Welcome to the first of our two-part series introducing the International Fellows Program (IFP)! This post will provide insights from its director, Professor Stephen Sestanovich.

Commonly referred to as IFP, this year-long interdisciplinary SIPA program has existed for half a century and unites 30 graduate students from across Columbia University. IFP selects 10 first year SIPA students, 10 second-year SIPA students, and 10 students from the University’s other graduate programs. The course also comes with a $9,000 USD stipend, in-person or virtual trips to the United Nations and Washington D.C., and amazing opportunities to engage with expert practitioner guest speakers. I’m currently participating as a second-year SIPA student. You may have seen IFP in the optional application essay.

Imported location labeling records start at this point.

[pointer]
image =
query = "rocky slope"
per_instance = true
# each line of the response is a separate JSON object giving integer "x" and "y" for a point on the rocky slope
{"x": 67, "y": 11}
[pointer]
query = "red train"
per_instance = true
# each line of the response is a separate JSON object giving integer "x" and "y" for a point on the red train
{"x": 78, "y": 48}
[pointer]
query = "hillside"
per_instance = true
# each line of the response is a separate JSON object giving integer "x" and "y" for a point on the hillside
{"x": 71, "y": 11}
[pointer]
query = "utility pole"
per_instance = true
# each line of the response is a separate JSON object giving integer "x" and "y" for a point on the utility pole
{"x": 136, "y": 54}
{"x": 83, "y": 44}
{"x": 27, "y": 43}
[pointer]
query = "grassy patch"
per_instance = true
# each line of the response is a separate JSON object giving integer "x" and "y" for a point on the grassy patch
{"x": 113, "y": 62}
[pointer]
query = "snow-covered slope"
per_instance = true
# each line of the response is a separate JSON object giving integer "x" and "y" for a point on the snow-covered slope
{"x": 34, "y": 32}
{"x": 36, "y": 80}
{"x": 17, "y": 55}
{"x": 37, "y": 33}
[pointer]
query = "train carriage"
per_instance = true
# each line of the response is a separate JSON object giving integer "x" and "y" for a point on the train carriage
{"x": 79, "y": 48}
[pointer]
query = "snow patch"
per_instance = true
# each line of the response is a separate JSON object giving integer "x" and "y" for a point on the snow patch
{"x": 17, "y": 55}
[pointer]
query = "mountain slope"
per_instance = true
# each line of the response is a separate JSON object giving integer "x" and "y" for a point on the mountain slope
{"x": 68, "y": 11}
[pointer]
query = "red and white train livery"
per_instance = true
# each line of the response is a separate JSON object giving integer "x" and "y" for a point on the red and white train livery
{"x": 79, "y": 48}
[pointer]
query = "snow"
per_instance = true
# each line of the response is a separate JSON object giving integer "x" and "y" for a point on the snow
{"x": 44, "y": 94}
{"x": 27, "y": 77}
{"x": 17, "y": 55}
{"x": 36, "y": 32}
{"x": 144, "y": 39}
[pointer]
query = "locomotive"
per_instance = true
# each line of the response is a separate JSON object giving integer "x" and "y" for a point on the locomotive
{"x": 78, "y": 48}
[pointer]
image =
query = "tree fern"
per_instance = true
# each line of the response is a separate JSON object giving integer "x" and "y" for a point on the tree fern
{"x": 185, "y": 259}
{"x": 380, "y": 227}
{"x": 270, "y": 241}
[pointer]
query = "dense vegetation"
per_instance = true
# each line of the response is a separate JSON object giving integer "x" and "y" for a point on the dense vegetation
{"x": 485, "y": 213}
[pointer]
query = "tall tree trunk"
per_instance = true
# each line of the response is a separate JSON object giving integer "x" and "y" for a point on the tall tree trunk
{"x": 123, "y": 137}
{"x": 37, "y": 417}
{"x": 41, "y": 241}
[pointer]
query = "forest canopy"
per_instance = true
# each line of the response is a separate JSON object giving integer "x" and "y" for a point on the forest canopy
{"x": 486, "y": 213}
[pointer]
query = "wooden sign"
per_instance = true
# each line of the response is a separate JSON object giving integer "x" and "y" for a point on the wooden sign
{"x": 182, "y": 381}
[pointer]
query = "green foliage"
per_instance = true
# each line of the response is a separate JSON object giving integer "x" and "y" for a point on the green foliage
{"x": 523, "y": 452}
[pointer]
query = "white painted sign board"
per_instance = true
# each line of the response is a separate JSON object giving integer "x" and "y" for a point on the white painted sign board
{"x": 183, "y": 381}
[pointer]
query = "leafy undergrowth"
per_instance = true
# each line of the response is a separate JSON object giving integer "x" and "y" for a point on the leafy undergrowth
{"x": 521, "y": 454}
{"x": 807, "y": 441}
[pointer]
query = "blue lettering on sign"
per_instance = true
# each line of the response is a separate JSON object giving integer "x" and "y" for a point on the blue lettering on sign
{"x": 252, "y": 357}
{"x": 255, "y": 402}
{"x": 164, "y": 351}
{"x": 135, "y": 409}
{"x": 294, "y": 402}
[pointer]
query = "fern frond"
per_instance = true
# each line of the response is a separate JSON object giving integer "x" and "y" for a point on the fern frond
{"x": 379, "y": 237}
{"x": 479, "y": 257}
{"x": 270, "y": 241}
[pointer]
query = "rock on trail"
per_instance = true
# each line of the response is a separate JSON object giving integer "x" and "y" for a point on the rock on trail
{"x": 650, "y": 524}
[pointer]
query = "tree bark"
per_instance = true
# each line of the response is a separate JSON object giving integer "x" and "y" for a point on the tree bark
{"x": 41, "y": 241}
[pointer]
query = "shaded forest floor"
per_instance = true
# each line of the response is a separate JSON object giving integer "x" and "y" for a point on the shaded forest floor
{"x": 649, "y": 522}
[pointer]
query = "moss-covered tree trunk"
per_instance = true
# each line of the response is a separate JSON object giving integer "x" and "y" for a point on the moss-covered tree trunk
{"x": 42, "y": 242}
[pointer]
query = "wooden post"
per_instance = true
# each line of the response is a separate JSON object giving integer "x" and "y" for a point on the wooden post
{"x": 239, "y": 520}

The course is directed by Prof. Stephen Sestanovich, the Kathryn and Shelby Cullom Davis Professor for the Practice of International Diplomacy. With his deep bench of experience serving both in and out of government, Prof. Sestanovich brings rich insight to help us grapple with understanding the current international order, the U.S.’ role in it, and future changes and challenges in international affairs. Prof. Sestanovich also hosts guest speakers who are practitioner experts after each of our units to make sense of our weekly discussions.

The last time we featured the IFP on the Admissions Blog was in 2015. Can you share some changes to the program since then?

Prof. Sestanovich: The International Fellows Program is always changing, and the past half-decade has sped things up — first, it’s been a period of unusual flux in America’s global role; second, it’s been a period of unusual stress domestically, and that always has foreign-policy repercussions; third, students’ interests are changing, and that means when we sit down at the fall of the fall and think about what we want to study in the spring, new topic come up.  Two or three years back we started paying more attention to global public health, to cyber security, to populist attacks on some traditional foreign-policy concepts.

One big change that had me worried last spring was having to do our legendary Washington, D.C. trip via Zoom – but even though we had 16 or 18 speakers in the space of two days, the interaction with them – with senior officials, with top journalists, corporate lobbyists, foreign ambassadors, NGO and think tank leaders – was as lively as ever.  Maybe moreso.  Members of the IFP always find the trip an eye-opener, but the virtual trip was actually one of the best.

IFP’s two-course curriculum provides students with a thorough historical review of the U.S foreign policy, before examining a world that has become less American. Can you comment on the importance of SIPA students understanding the U.S role in world affairs, how IFP helps students develop this understanding, and what you hope IFP members will leave with?

Prof. Sestanovich: I always tell students at our first session that although the title of the seminar is “The U.S. Role in World Affairs,” we’re as interested in the second part of that phrase as in the first.  The U.S. role changes because the world changes—they change each other.  We want to understand the interaction.

What is one tip or piece of advice you have for prospective IFP applicants?

Prof. Sestanovich: There are – fortunately or unfortunately — always many more super-qualified applicants who would make a terrific contribution to the IFP than we have room for.  But do apply: no other graduate seminar, in all of American higher education, has the cross-disciplinary intellectual and professional diversity of the IFP.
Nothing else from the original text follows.